In 1923, Kentucky Wagon decided to pull out of the ailing auto business and sold the Dixie Motor Car Company to Associated Motor Industries , which also took over the Jackson Automobile Company and the National Motor Vehicle Company . The Model H was continued to be built as the National Model 4-H for one year , then this brand also disappeared from the market. A total of around 7500 vehicles were built.

Models

model Construction period cylinder power wheelbase
Flyer 1916-1918 4 row 17 HP (NACC) 2845 mm
HS-50 1919 4 row 17 HP (NACC) 2845 mm
H 1920-1923 4 row 35–40 bhp (26–29 kW) 2845 mm

literature

  • Beverly Ray Kimes, Henry Austin Clark Jr .: Standard Catalog of American Cars 1805-1942. Krause Publications, Iola 1985, ISBN 0-87341-045-9 . (English)

Web links

Commons : Dixie Motor Car Company  - Collection of pictures, videos and audio files

Individual evidence

  1. George Nick Georgano (Editor-in-Chief): The Beaulieu Encyclopedia of the Automobile.
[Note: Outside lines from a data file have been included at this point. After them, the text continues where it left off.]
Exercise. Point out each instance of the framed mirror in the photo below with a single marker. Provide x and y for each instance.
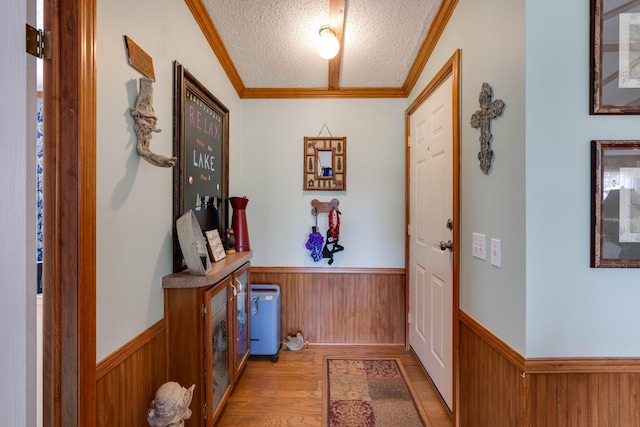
(615, 204)
(325, 163)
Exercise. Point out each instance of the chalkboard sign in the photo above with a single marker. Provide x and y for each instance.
(201, 143)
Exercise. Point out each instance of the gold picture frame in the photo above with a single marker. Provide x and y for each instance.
(615, 58)
(325, 163)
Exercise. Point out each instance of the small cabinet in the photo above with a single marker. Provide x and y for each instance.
(208, 333)
(239, 309)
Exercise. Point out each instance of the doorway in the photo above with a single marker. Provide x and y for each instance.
(433, 195)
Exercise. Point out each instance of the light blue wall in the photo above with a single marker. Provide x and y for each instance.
(134, 198)
(490, 34)
(545, 301)
(279, 211)
(572, 309)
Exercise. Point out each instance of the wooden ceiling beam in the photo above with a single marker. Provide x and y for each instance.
(336, 22)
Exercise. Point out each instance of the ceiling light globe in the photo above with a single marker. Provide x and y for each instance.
(328, 44)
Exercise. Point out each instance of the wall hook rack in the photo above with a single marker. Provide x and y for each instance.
(323, 207)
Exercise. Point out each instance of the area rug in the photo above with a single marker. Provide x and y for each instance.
(369, 393)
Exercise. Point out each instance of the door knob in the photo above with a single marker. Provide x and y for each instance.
(446, 245)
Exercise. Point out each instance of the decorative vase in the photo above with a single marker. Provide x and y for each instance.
(239, 223)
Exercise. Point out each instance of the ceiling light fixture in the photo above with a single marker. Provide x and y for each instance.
(328, 44)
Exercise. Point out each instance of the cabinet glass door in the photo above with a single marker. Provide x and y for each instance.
(218, 372)
(241, 279)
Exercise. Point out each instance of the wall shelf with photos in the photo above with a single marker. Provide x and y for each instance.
(325, 163)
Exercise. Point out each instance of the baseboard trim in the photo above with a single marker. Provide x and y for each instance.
(320, 270)
(118, 356)
(556, 365)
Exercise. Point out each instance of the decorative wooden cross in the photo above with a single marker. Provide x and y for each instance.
(482, 119)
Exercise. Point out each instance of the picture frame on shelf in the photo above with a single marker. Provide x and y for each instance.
(201, 144)
(615, 203)
(215, 245)
(615, 59)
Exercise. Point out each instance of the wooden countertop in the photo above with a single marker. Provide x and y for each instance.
(219, 270)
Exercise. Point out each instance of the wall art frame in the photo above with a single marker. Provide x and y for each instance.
(201, 143)
(615, 59)
(615, 204)
(325, 163)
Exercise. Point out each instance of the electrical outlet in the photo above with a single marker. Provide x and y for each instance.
(479, 249)
(496, 253)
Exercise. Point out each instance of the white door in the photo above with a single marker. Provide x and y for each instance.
(431, 209)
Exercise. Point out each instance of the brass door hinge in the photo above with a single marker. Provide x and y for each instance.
(38, 42)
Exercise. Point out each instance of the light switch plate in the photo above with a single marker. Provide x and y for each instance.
(479, 246)
(496, 253)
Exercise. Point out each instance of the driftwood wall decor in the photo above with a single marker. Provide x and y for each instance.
(145, 125)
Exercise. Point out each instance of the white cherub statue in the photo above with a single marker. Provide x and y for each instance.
(171, 406)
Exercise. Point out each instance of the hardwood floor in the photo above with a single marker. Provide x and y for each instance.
(289, 392)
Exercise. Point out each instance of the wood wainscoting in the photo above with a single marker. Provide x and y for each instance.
(127, 380)
(340, 305)
(498, 387)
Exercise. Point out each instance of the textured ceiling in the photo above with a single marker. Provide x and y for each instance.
(271, 43)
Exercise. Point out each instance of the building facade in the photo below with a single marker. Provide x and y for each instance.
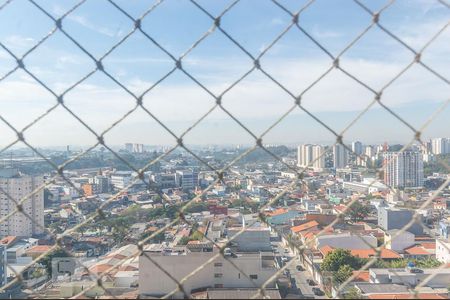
(187, 179)
(17, 186)
(340, 156)
(357, 148)
(403, 169)
(440, 146)
(396, 218)
(3, 267)
(311, 156)
(256, 269)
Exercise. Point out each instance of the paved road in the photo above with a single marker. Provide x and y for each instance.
(298, 278)
(300, 281)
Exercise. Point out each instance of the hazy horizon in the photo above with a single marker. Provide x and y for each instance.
(257, 102)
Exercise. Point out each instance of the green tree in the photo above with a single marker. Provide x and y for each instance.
(357, 212)
(352, 293)
(339, 257)
(184, 240)
(47, 259)
(342, 274)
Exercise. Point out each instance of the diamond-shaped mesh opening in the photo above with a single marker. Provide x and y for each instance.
(59, 63)
(87, 27)
(20, 90)
(19, 32)
(206, 95)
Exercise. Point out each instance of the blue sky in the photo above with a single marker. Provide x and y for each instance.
(216, 62)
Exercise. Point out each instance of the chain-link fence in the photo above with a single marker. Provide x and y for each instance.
(98, 279)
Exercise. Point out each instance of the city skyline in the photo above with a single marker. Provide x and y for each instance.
(216, 63)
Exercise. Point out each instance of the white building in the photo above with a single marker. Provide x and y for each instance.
(311, 156)
(251, 239)
(346, 241)
(340, 156)
(398, 242)
(357, 148)
(369, 185)
(368, 150)
(187, 179)
(17, 186)
(403, 169)
(440, 146)
(121, 179)
(443, 251)
(434, 278)
(217, 273)
(3, 266)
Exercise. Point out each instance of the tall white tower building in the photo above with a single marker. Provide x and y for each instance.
(403, 169)
(340, 156)
(357, 148)
(440, 146)
(17, 186)
(311, 156)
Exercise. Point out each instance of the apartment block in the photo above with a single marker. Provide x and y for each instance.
(17, 185)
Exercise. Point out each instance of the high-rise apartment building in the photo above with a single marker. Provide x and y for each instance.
(17, 185)
(357, 148)
(187, 179)
(440, 146)
(340, 156)
(403, 169)
(311, 156)
(369, 151)
(3, 267)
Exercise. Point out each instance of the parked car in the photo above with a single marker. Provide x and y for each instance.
(310, 282)
(318, 291)
(299, 268)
Fitzroy Dearborn Publishers, Chicago 2001, ISBN 1-57958-293-1 , p. 441. (English)
  2. Beverly Rae Kimes, Henry Austin Clark Jr .: Standard catalog of American Cars. 1805-1942. Digital edition . 3. Edition. Krause Publications, Iola 2013, ISBN 978-1-4402-3778-2 , pp. 456-457 (English).

annotation

  1. Predecessor formula for SAE-PS . NACC ( National Automobile Chamber of Commerce ) was an association of the automobile industry founded in 1913 and the successor to the ALAM ( Association of Licensed Automobile Manufacturers ), which introduced the first standards in US automobile manufacture in 1903. The inaccurate method for measuring performance was also used by the RAC in Great Britain and was mainly used for allocation to a tax class. The effective power should have been around 30 bhp.